I bought a blood pressure monitor (A&D UA-851) which has the option to measure irregular heartbeat. I do understand what 'irregular' means, but why do irregular heartbeats happen and what are it's implications short and long term?
The normal cardiac cycle consists of 7 distinct phases:
where atrias and ventricles depolarise sequentally; and ventrcles contract after atrias. It is simplification to say that cardiac cycle consists of systolic and diastolic phases. Actually, the isovolumetric relaxation (between #3-#4) of the ventricles precedes the filling phase (between #4-#1):
The exact timing between these events is accurate normally. Heart rests when there is a pause (0.15s) when the action potential is entering the sinoatrial bundle. Any disturbances to the electrical activity of the heart can cause irregular heartbeats.
Irregular heartbeats i.e. arrhythmias arise form interference in the electrical conductivity of the heart. Pacemaker cells (SA node, AV node and Purkinje fibers) maintain the rhythm of the hearth beat. They accommodate depending on the particular situation at hand. They can make the heart beat tachycardic, for instance during sport - not arrhythmia. Those devices which estimate arrhythmias indirectly through arterial blood pressure are sensitive to tachycardia and other factors.
Arrhythmias are rarely benign. The indirect measurement is too insensitive to make final diagnose about irregular heart beats. Most real arrhythmias then again require chronic aggressive treatment. Drugs such as Na+, K+ and Ca+ channel blockers, beta-blockers and Digoxin are used to heal irregular heartbeats. There are many reasons also for arrhythmias where prompt treatment should be applied. The main sources of extrasystoles are the two pacemaker cells of lower frequencies than SA node
Your machine measures indirectly arterial blood pressure. It is very sensitive to distractions from outside in recognising irregular heartbeats, since it tries to measure them indirectly through pressures differences in the arteries. This means that there are distractions, for instance, caused by respiration (thoracic pump), smooth muscles as a pump and current blood volume. It is not trustworthy to diagnose irregular heartbeats. The machine measures the arterial blood pressure where it uses data like It cannot distinguish well between different waves
where Respiratory wave is marked by R and vasomotor wave is wave deduced by trendline, while pulse wave is the one small wave.
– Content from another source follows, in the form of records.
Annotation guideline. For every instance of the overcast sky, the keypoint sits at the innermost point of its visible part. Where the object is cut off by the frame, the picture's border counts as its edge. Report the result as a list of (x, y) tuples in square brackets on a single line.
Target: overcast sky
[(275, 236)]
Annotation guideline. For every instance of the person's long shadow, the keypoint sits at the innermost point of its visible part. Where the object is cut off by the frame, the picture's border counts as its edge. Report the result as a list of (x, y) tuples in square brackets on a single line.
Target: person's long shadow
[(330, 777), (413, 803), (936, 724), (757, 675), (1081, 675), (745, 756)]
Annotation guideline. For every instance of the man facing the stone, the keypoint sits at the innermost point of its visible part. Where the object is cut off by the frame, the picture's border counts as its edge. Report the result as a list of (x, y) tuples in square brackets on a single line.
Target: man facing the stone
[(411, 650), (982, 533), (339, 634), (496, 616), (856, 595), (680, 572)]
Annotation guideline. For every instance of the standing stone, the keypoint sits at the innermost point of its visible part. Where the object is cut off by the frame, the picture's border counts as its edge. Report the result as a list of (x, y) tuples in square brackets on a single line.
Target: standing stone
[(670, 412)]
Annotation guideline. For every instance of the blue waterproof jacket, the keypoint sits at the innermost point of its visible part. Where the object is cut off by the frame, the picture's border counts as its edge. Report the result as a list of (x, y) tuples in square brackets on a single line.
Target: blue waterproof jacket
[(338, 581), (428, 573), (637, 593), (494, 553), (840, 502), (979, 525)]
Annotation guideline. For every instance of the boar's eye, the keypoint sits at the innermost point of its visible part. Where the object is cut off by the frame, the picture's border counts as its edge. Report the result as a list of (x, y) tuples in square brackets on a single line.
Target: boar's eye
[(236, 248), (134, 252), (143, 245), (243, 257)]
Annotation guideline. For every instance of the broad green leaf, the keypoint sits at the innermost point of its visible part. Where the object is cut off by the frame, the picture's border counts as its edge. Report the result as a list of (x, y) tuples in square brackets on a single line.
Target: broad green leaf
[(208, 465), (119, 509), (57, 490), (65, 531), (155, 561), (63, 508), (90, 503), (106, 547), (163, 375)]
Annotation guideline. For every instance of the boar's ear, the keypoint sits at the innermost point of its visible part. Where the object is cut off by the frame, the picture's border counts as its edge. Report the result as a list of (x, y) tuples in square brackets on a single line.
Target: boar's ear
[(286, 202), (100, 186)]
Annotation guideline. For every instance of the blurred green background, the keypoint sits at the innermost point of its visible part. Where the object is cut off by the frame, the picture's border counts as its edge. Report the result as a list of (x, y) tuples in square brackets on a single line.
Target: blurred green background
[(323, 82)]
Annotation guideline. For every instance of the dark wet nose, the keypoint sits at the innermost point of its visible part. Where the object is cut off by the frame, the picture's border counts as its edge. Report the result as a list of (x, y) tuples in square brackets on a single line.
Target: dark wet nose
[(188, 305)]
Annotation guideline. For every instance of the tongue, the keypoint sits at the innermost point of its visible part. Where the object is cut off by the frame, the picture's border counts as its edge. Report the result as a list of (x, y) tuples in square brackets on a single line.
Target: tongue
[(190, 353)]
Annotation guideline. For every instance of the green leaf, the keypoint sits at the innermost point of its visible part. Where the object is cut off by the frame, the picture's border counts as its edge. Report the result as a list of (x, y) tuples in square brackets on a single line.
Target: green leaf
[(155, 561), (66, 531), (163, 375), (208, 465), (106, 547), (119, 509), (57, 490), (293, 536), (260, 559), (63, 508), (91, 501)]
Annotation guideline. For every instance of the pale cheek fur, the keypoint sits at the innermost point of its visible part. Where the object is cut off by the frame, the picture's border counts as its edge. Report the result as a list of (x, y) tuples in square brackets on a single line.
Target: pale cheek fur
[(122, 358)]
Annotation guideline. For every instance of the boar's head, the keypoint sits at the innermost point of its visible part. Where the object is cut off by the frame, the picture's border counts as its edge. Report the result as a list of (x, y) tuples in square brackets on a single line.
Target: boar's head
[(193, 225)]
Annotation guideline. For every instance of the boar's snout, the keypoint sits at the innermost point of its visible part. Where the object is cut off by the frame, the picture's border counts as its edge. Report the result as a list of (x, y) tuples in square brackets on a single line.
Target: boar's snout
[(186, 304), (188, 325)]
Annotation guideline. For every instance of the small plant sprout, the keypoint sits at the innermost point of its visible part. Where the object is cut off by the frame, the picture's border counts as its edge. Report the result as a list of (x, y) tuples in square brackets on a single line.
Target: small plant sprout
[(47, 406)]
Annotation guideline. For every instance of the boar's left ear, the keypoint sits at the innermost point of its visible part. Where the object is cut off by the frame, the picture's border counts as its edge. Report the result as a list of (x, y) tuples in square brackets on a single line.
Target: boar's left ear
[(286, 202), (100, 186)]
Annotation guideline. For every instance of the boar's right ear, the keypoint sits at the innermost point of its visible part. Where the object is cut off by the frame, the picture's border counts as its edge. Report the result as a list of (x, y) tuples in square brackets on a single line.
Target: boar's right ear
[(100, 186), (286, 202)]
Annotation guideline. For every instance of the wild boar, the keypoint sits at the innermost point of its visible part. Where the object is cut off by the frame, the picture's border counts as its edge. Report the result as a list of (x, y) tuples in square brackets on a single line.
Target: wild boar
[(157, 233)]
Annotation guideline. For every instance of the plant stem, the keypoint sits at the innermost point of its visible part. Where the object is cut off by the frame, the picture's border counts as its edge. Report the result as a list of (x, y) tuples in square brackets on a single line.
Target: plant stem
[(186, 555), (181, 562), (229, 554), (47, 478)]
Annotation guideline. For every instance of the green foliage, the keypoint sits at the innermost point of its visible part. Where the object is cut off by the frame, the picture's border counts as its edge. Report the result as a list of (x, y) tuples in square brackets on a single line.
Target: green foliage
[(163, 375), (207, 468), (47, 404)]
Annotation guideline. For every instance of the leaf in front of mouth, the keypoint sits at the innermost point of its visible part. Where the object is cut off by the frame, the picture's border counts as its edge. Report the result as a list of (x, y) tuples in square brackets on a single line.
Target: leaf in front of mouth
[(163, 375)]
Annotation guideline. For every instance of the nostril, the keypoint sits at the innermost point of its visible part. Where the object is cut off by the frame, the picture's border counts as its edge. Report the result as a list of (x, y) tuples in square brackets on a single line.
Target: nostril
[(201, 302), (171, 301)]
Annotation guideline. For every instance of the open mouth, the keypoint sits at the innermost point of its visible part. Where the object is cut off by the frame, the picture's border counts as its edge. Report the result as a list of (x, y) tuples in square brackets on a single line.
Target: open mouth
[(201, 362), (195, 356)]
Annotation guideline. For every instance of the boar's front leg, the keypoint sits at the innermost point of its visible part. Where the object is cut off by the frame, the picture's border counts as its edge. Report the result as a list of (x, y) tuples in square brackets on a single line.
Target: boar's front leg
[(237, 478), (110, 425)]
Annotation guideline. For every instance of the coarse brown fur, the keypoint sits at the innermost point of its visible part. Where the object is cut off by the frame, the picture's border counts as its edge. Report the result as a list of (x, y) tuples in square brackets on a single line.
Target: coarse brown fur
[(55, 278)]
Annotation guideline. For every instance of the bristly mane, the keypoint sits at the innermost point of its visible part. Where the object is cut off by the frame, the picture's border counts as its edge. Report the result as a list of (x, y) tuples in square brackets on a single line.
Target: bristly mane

The machine also cannot consider situations where different diseases affect decreasing/increasing the pulse pressure (difference between systolic pressure and diastolic pressure):
where it tries to decide through various methods (time-series analysis) the possibility of arrhythmias. You see the mean arterial pressure as the yellow line, the systolic pressure is at the maximum point (blue line) while diastolic (green line). You can imagine the challenges which you get if you happen to have some other problems. These problems can lead to false positive and false negative results. Those machines are developed for the average person and try to satisfy everyone but do not succeed.
Self diagnosing has problems too. The white-coat fear can cause elevated blood pressure. If you are interested about your heart and its possible irregular heartbeats, standard 12-lead ECG is enough show some arrhythmias because it considers directly the electrical activity of the heart i.e. the primary cause of irregular heartbeats. Doing this measurement after some stressful situations can also reveal something about the functioning of your heart. Tthis measurement (standard ECG) is only in the complete time space. It cannot differentiate between different pacemaker frequencies.
In short, irregular heartbeat is the beat where the interference of the electric activity of the heart occur. It can be caused by many reasons. Benign irregular heartbeat can lead to a pathology in a healthy person if prolonged. Arrytmia can be tachycardic but not always. Those machines which estimate the electrical activity of the heart through arterial blood pressure changes are sensitive to tachycardia and other factors.
The normal cardiac cycle is comprised of two distinct phases: the systolic phase in which the heart contracts, ejecting the blood, followed by the the diastolic phase when the cardiac muscle relaxes, refilling the heart with blood.
This cycle is assured by specialised cardiomyocytes (Cardiac muscle cells) that conduct electrical impulses through the heart. When there's interference in this electric activity, the cycle becomes irregular or arrhythmic.
Arrhythmias can be divided by their place of origin:
Some arrhythmias are physiological, such as the Respiratory sinus arrhythmia, a naturally occurring variation in heart rate that occurs during a breathing cycle. Also, in healthy individuals, some extra sistoles might occur without being the translation of a subjacent heart condition and have benign prognosis in individuals without other conditions.
However, some arrhythmias can have a wide range of health implications, from asymptomatic, to a mild intolerance to exercise, to Cerebrovascular Accident (CVA or stroke) or even sudden death due to cardiac arrest.
Therapeutic varies with the underlying cause but can be medical (with drugs such as Na+, K+ and Ca+ channel blockers, beta-blockers and Digoxin) or surgical (ie: Artificial pacemaker).